The Ethel Wilson Harris House is located immediately adjacent to the Mission San José Complex and was listed in the National Register of Historic Places in 2000. The house is significant both for its architecture as well as for its associations with Ethel Wilson Harris, a longtime preservation advocate for the San Antonio missions and a renowned local artisan who both produced and encouraged production of pottery and tile based on Mexican traditions. The house itself represents a showcase of her artwork as well as a unique example of Usonian-inspired architecture (Chavez and Rock 2000) (simple, one-story houses designed for middle class families by famous architect Frank Lloyd Wright).

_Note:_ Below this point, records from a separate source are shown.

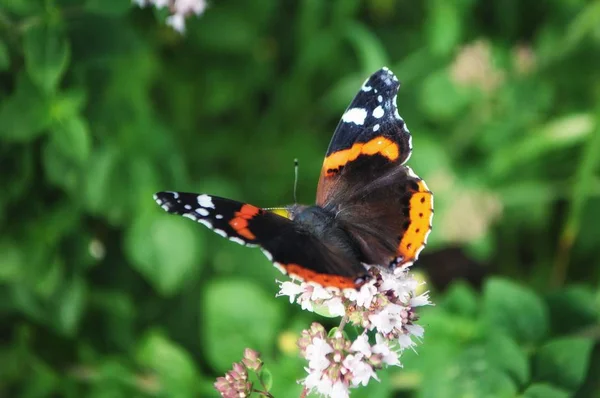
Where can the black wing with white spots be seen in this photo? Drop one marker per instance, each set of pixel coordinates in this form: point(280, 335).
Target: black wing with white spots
point(291, 249)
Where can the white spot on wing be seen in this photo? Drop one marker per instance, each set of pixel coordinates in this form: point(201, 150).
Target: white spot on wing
point(206, 223)
point(205, 201)
point(419, 250)
point(267, 254)
point(220, 232)
point(202, 212)
point(411, 173)
point(280, 268)
point(378, 112)
point(237, 240)
point(355, 115)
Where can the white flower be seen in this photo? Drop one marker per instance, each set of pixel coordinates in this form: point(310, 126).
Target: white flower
point(177, 22)
point(290, 289)
point(405, 341)
point(364, 296)
point(339, 390)
point(388, 318)
point(335, 307)
point(187, 6)
point(361, 345)
point(316, 353)
point(319, 293)
point(180, 10)
point(362, 372)
point(388, 356)
point(415, 330)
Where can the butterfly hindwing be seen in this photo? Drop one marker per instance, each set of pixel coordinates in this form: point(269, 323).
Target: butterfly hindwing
point(292, 250)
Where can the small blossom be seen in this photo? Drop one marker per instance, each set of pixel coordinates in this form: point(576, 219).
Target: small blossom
point(179, 9)
point(252, 360)
point(235, 383)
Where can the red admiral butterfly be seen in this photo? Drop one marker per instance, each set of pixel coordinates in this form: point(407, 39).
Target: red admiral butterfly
point(370, 208)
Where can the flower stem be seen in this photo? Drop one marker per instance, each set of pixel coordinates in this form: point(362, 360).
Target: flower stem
point(343, 323)
point(265, 393)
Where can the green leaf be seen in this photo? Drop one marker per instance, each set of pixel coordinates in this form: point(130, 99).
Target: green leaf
point(573, 308)
point(46, 55)
point(175, 366)
point(564, 362)
point(461, 299)
point(112, 8)
point(468, 375)
point(12, 262)
point(540, 390)
point(71, 137)
point(237, 314)
point(71, 305)
point(25, 114)
point(4, 57)
point(515, 310)
point(165, 249)
point(444, 26)
point(503, 353)
point(441, 99)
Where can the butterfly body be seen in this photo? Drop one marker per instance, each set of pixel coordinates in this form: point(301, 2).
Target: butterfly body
point(370, 208)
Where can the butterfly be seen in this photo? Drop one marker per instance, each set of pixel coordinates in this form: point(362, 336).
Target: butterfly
point(370, 207)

At the time of the house’s construction in 1956, Ethel Harris served as the park manager for Mission San José, a position she held from 1938 to 1963, and had been selling her pottery and tile art in the mission’s granary for many years.
Designed by Harris’s son Robert, the approximately 2,000-sqare-foot, two-story home is of frame, stone, and concrete construction and includes six rooms arranged in a square plan. Outstanding exterior features of the house that are similar to Frank Lloyd Wright’s Usonian style include an Arkansas “lodge stone” veneer exposed on the interior, cantilevered roof planes and wall overhangs, and generous use of glass in the form of window walls. The interior is characterized by “flowing spaces, high ceilings, and borrowed light openings” highlighted with Ethel Wilson Harris’s own ceramic tile work visible in the kitchen, living area, and main entry (Chavez and Rock 2000). Many of the tile motifs are characterized by her trademark symbol, the maguey or century plant, which appears in design elements throughout the home.

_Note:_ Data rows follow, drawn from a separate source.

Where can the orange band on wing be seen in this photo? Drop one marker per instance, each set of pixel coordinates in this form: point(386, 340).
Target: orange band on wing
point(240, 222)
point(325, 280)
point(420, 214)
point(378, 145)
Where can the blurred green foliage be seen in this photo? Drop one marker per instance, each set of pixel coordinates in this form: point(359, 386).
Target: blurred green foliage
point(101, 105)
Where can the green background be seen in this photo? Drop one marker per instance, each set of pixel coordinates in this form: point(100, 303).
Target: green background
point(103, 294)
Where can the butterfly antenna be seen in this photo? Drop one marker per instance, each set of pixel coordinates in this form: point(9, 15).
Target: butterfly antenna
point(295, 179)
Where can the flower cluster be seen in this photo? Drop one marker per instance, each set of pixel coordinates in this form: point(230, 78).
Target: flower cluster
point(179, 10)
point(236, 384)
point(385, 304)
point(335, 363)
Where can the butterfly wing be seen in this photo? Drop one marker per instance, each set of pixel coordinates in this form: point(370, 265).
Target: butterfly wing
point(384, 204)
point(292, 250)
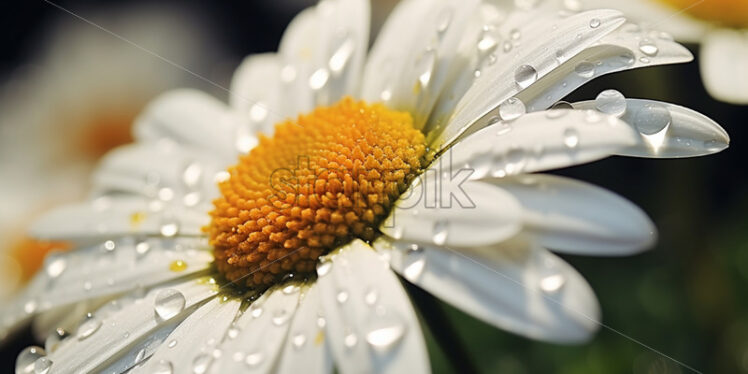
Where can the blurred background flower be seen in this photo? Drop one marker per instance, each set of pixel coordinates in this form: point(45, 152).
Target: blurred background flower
point(686, 298)
point(719, 26)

One of the most distinctive of the residence’s tile work pieces is a 16 by 29-inch installed panel entitled Huapango, depicting a couple engaged in the traditional dance from the Veracruz and Huasteca regions of Mexico. In addition to their design quality, the tile installations around the home represent a variety of traditional tile production methods including the cuerda seca (“dry cord” technique where outlines are drawn on the tile surface in manganese mixed with a grease that prevented the colors from running together) and Cuenca (where deeply impressed patterns are filled with colored glazes) (Chavez and Rock 2000).
The home also included studio space for Ethel Wilson Harris, and its proximity to Mission San José facilitated her continuous access to the facility. In addition to her efforts to promote preservation at the mission through her role as park manager, she was one of the founding members of the San Antonio Conservation Society and one of the first proponents of creating a connected Mission Parkway that would highlight both the missions and associated features such as the Espada Aqueduct and Acequia. Though not achieved during her tenure at Mission San José, the missions were united into a National Park in 1978 (Chavez and Rock 2000).
In addition to her tireless preservation efforts, Ethel Harris continued to produce and promote traditional Mexican art forms until her death in 1984. Her most prolific period of production was during the 1930s and 1940s when her work was exhibited at both the Chicago and New York World’s Fairs. During the 1930s, she worked for the Works Progress Administration in San Antonio and oversaw the installation of numerous tile pieces throughout the city, most of which have since been destroyed. The fact that her house includes remnants of her work from that period increases its historic significance (Chavez and Rock 2000).